Biogerontology

From Wikipedia, the free encyclopedia
Jump to navigation Jump to search
The hand of an older adult

Biogerontology is the sub-field of gerontology concerned with the biological aging process, its evolutionary origins, and potential means to intervene in the process. It involves interdisciplinary research on biological aging's causes, effects, and mechanisms. Biogerontologist Leonard Hayflick said that the natural average lifespan for human is around 92 years and, if we do not invent new approaches for treating aging, we get stuck there.[1] While James Vaupel have predicted that in industrialized countries life expectancies will reach 100 for children born after the year 2000.[2] Many surveyed biogerontologists have predicted life expectancies of more than three centuries for a person born in the year 2100.[3] And some scientists say about naturally unlimited lifespan for already living people. For example, Aubrey de Grey offers the "tentative timeframe" that with adequate funding of research to develop interventions in aging such as Strategies for Engineered Negligible Senescence, "we have a 50/50 chance of developing technology within about 25 to 30 years from now that will, under reasonable assumptions about the rate of subsequent improvements in that technology, allow us to stop people from dying of aging at any age".[4] His idea is to repair in an organism what can be repaired using present technology, allowing humans to live until the time when technology progress will allow to cure the remained deeper damage. This concept got the name "longevity escape velocity".

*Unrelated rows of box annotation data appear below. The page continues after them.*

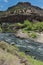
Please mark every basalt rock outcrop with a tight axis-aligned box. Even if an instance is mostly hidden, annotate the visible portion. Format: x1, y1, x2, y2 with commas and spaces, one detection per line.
0, 2, 43, 23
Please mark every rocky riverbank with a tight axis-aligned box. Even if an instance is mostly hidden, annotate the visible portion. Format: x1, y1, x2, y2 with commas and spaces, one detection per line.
15, 30, 43, 43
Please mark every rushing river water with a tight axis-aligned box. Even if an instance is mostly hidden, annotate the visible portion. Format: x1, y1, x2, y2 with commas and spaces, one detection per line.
0, 33, 43, 60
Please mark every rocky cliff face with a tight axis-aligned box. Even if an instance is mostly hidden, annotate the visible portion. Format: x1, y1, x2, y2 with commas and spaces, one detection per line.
0, 2, 43, 22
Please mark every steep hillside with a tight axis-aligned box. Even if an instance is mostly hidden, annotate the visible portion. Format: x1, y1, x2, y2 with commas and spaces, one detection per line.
0, 2, 43, 22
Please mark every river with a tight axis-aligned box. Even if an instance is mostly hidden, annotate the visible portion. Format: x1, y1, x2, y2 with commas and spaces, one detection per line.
0, 33, 43, 61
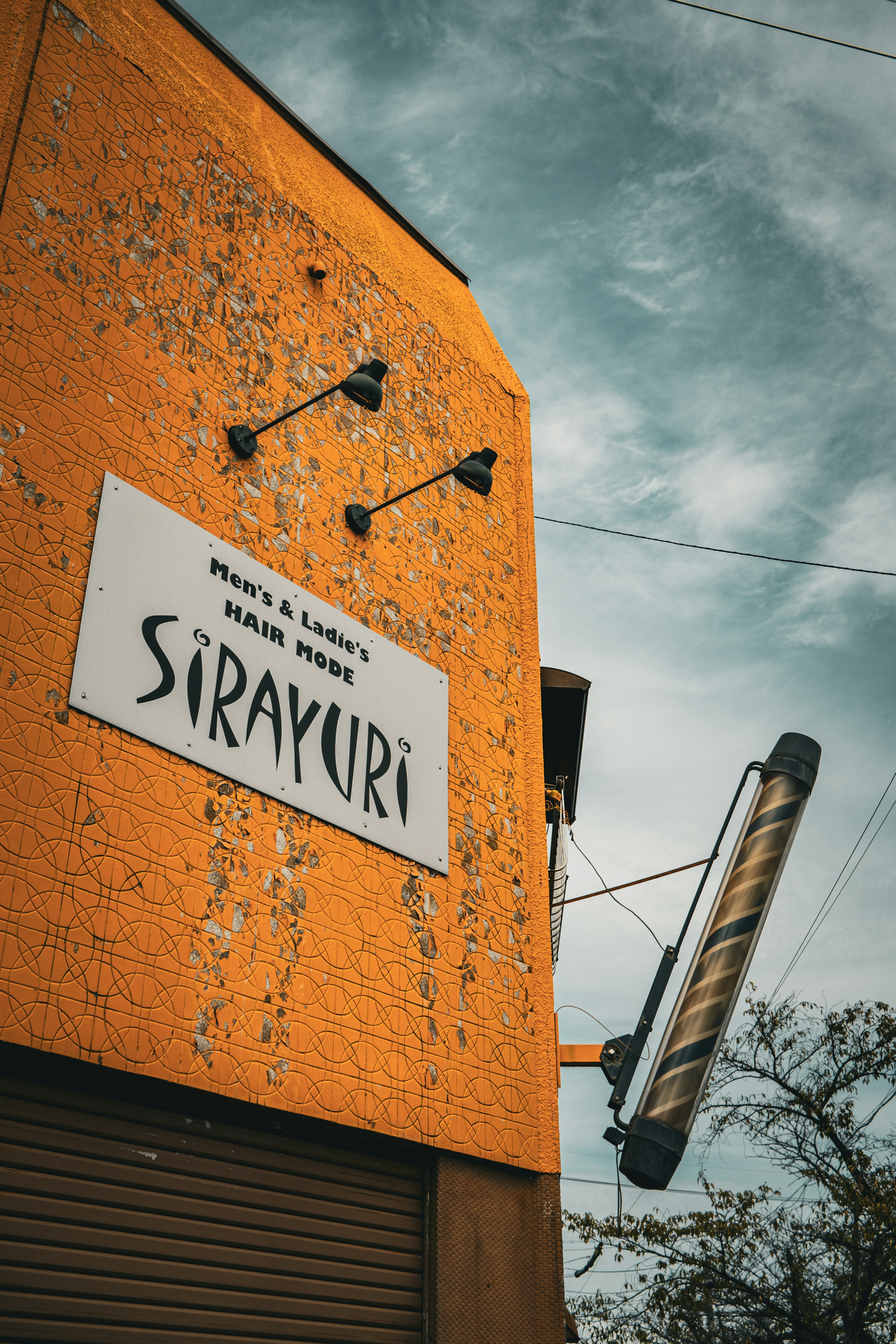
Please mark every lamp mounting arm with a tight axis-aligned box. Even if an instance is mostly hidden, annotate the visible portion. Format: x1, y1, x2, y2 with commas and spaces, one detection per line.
600, 761, 764, 1124
345, 448, 498, 536
345, 466, 454, 536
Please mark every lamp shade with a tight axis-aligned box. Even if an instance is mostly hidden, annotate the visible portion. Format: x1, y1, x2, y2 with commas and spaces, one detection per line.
451, 448, 498, 495
340, 359, 388, 411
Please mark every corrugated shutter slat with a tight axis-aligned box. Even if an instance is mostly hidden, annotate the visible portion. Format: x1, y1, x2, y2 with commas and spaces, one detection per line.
0, 1082, 423, 1344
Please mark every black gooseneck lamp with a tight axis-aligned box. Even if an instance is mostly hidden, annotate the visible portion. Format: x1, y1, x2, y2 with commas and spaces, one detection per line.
227, 359, 388, 457
345, 448, 498, 536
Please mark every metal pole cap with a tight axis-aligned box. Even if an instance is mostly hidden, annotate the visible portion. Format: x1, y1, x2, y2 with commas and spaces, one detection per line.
762, 732, 821, 793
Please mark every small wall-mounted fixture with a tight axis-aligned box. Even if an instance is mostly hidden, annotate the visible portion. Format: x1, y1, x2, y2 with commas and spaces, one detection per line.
345, 448, 498, 536
227, 359, 387, 459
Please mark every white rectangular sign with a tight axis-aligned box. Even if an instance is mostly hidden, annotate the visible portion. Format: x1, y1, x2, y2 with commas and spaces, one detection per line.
69, 472, 449, 872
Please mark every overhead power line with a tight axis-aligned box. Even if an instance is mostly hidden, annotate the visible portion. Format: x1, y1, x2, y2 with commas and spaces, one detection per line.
560, 855, 709, 906
535, 513, 896, 579
670, 0, 896, 60
570, 831, 665, 952
768, 770, 896, 1003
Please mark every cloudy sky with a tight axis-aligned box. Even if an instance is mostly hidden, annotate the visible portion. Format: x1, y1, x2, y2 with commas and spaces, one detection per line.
187, 0, 896, 1286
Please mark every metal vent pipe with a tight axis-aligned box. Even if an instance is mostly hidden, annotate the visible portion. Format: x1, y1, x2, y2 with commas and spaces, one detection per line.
619, 732, 821, 1190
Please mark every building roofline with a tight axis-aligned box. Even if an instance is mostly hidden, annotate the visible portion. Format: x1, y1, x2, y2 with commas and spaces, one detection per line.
158, 0, 470, 288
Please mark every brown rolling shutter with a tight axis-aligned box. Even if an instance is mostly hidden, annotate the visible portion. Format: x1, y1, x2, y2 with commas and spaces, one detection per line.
0, 1079, 424, 1344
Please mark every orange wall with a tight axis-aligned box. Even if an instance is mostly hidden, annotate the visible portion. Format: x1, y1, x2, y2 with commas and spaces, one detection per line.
0, 0, 559, 1171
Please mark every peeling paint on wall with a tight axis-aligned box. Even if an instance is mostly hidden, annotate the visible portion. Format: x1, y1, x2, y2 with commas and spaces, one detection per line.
0, 4, 553, 1167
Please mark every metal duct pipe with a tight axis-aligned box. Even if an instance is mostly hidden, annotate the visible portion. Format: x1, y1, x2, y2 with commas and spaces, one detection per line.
619, 732, 821, 1190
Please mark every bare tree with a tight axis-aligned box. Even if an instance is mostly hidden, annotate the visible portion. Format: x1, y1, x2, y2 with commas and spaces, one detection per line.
564, 990, 896, 1344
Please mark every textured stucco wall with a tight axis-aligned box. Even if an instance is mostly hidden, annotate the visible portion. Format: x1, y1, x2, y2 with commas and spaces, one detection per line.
0, 3, 559, 1172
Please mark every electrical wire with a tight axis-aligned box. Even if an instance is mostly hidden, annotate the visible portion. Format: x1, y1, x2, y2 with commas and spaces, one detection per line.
560, 1176, 822, 1208
553, 1004, 650, 1059
570, 831, 666, 946
560, 855, 714, 906
535, 513, 896, 579
553, 1004, 615, 1036
768, 770, 896, 1003
670, 0, 896, 60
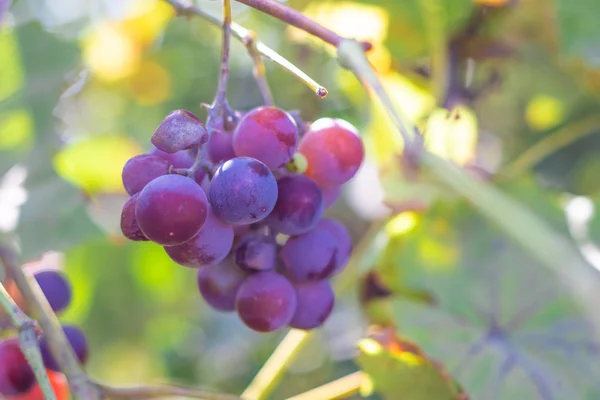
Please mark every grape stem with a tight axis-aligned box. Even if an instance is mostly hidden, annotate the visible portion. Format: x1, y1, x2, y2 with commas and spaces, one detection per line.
164, 0, 327, 98
237, 0, 372, 51
0, 248, 56, 400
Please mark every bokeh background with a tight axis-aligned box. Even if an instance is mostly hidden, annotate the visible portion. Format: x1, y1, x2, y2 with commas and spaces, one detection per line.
0, 0, 600, 399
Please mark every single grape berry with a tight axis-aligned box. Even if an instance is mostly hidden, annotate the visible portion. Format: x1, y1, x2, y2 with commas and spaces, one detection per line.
298, 118, 364, 187
121, 193, 148, 241
122, 154, 169, 195
209, 157, 277, 225
235, 271, 296, 332
149, 146, 196, 168
265, 174, 323, 235
33, 270, 72, 312
206, 131, 235, 164
135, 174, 208, 246
233, 106, 298, 170
317, 218, 352, 275
39, 325, 89, 372
150, 110, 208, 154
0, 338, 35, 396
321, 186, 342, 209
281, 226, 338, 283
165, 206, 233, 268
197, 258, 248, 312
289, 280, 335, 330
235, 234, 277, 272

Biomedical gerontology, also known as experimental gerontology and life extension, is a sub-discipline of biogerontology that endeavors to slow, prevent, and even reverse aging in both humans and animals. Most "life extensionists" believe the human life span can be multiplied for already living persons.

Biogerontologists vary in the degree to which they focus on the study of the aging process as a means of mitigating the diseases of aging or extending lifespan. Some say that it is enough only to make aging healthy and prolong healthspan - duration of life when person lives without serious illnesses. In this direction recently new interdisciplinary field was formulated called geroscience, that is focused on preventing diseases of aging.[5][6][7] Some argue that maximum life span cannot be altered or that it is undesirable to do due to some moral considerations. Other biogerontologists, in contrast, consider that aging is disease per se and should be treated directly. If an organism is in youth condition, it only with small probability get age-related diseases, and those are easily cured.[8][9][10] They don't agree that life, unlimited by certain age, have moral problems.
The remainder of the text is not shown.